On Thursday, the department store chain said comparable sales fell 2.8% in the second quarter, the 10th straight quarter of decline for the retailer.
That said, the results were not as bad as investors had feared. Wall Street had predicted comparable sales would drop by 3.5%, according to Consensus Metrix. (Comparable sales exclude recently opened or closed stores.) And profit by one measure came in at 48 cents a share, better than the 45 cents analysts were projecting. Total net sales fell 5.4% to $5.55 billion, slightly above expectations.
Despite the not-as-bad-as-expected results, Macy’s did not raise its full year forecast, which suggests the retailer views these improvements as fragile.
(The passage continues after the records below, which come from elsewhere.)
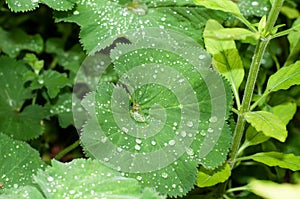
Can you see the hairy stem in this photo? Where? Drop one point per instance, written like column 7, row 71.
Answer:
column 254, row 68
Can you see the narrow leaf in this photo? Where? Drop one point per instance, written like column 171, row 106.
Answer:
column 286, row 161
column 268, row 123
column 226, row 58
column 254, row 137
column 285, row 112
column 224, row 5
column 208, row 178
column 271, row 190
column 284, row 78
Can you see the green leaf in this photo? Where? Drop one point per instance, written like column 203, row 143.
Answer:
column 94, row 32
column 18, row 163
column 268, row 123
column 62, row 5
column 284, row 78
column 70, row 59
column 90, row 179
column 26, row 192
column 285, row 112
column 208, row 178
column 271, row 190
column 154, row 111
column 53, row 81
column 12, row 91
column 63, row 109
column 226, row 58
column 22, row 5
column 242, row 34
column 27, row 5
column 294, row 40
column 225, row 6
column 25, row 125
column 256, row 8
column 254, row 137
column 286, row 161
column 14, row 41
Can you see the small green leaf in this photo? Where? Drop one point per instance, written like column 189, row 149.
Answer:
column 53, row 81
column 294, row 40
column 60, row 5
column 18, row 163
column 226, row 58
column 254, row 137
column 267, row 123
column 26, row 192
column 272, row 190
column 22, row 5
column 87, row 178
column 12, row 91
column 208, row 178
column 286, row 161
column 63, row 109
column 284, row 78
column 242, row 34
column 258, row 8
column 285, row 112
column 14, row 41
column 25, row 125
column 224, row 5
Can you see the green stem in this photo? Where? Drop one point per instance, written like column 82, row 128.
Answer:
column 67, row 150
column 250, row 84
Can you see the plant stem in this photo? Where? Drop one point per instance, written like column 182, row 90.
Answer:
column 67, row 150
column 254, row 68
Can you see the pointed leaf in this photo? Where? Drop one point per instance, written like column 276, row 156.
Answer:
column 284, row 78
column 208, row 178
column 87, row 178
column 254, row 137
column 226, row 58
column 267, row 123
column 286, row 161
column 18, row 163
column 285, row 112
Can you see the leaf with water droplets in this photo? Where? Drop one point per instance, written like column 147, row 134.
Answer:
column 18, row 163
column 27, row 5
column 26, row 192
column 87, row 178
column 103, row 21
column 14, row 41
column 149, row 123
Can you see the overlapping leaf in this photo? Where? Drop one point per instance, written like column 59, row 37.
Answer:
column 90, row 179
column 103, row 21
column 18, row 163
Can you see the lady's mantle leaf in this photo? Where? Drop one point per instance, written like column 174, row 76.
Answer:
column 26, row 192
column 103, row 21
column 208, row 178
column 268, row 123
column 18, row 163
column 271, row 190
column 26, row 5
column 12, row 42
column 286, row 161
column 284, row 78
column 88, row 178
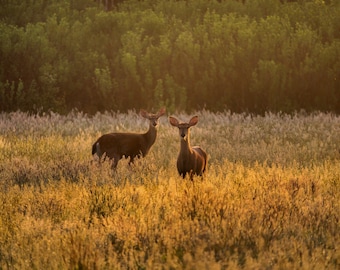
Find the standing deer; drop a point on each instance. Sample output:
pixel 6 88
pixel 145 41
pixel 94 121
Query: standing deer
pixel 116 145
pixel 191 159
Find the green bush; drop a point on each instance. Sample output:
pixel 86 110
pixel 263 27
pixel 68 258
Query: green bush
pixel 254 56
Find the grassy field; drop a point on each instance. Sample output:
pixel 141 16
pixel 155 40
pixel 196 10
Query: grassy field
pixel 270 198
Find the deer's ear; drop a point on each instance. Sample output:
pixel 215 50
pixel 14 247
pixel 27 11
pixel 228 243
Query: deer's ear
pixel 173 121
pixel 161 112
pixel 193 121
pixel 144 113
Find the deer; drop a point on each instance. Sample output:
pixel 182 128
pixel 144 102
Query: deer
pixel 115 146
pixel 191 160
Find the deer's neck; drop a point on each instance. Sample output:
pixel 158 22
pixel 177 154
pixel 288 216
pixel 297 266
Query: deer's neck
pixel 185 148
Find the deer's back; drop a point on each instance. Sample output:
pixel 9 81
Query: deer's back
pixel 122 144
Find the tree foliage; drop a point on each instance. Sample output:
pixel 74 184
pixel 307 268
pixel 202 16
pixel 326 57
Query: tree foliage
pixel 256 56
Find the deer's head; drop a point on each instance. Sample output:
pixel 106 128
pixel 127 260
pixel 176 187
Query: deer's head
pixel 184 128
pixel 153 118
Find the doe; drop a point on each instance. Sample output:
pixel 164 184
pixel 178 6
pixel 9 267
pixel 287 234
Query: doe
pixel 191 159
pixel 115 146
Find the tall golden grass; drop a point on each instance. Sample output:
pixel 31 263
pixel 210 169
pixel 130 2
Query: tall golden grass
pixel 270 198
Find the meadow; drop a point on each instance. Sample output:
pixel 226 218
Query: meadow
pixel 269 200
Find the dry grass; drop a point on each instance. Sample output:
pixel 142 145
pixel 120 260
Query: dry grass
pixel 270 199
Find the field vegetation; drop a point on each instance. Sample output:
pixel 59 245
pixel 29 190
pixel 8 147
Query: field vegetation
pixel 270 198
pixel 252 55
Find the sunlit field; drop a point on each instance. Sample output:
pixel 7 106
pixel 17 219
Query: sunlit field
pixel 269 200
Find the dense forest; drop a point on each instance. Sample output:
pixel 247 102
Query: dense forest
pixel 253 56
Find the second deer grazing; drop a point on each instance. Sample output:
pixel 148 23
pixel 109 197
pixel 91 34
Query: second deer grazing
pixel 191 159
pixel 115 146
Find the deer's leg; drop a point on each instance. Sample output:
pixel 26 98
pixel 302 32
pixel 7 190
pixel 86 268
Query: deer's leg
pixel 131 160
pixel 115 161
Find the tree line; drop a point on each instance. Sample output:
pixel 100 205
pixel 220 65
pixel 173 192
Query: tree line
pixel 254 56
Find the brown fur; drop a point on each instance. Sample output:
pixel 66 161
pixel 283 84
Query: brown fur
pixel 115 146
pixel 191 160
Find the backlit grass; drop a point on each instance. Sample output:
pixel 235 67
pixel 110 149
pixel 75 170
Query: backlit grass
pixel 270 198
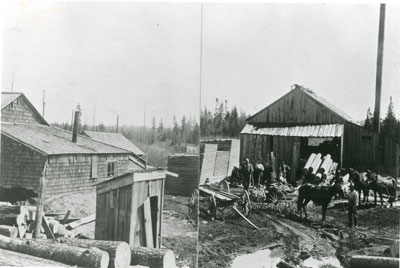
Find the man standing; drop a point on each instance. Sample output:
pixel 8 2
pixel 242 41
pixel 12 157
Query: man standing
pixel 247 173
pixel 353 203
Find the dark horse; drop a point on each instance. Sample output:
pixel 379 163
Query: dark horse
pixel 360 181
pixel 320 195
pixel 382 185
Investors were sufficiently spooked: Macy’s shares were down 2% in premarket trading to $22.50, about half the level of their 52-week high.
The country’s largest department store has been grappling with a shopper exodus to rivals like Amazon.com (AMZN), which this year could eclipse the company as an apparel retailer, TJX Cos’ T.J Maxx and Ulta Beauty. (ULTA) Macy’s is closing dozens of stores this year in order to focus on its better-performing properties. At the same time, it is pouring billions into e-commerce (it’s currently the sixth largest e-commerce retailer in the U.S.)
But Macy’s has been hurt by weakness in the apparel industry, its biggest category, and the sameness of merchandise across department stores, which has forced the retailer to resort to deep discounting. What’s more, shopper traffic at many malls is in free-fall. In response, Macy’s, which named a new CEO earlier this year, is working on a number of initiatives, from leaner inventory management, to lining up more exclusive merchandise, to expanding its T.J. Maxx-Like concept Backstage.
The retailer will introduce a new loyalty program later this year as it shifts its marketing resources away from discounting. The goal is to become a “fashion authority,” to quote Macy’s CEO Jeff Gennette.
But even Gennette acknowledged that Macy’s turnaround efforts won’t be quick or easy. “We are working with a mindset of continuous improvement and will adapt our business in order to reach our goal of stabilizing the brick-and-mortar business while investing for accelerated growth in digital and mobile,” Gennette said in a statement. “There is still work ahead of us, however.”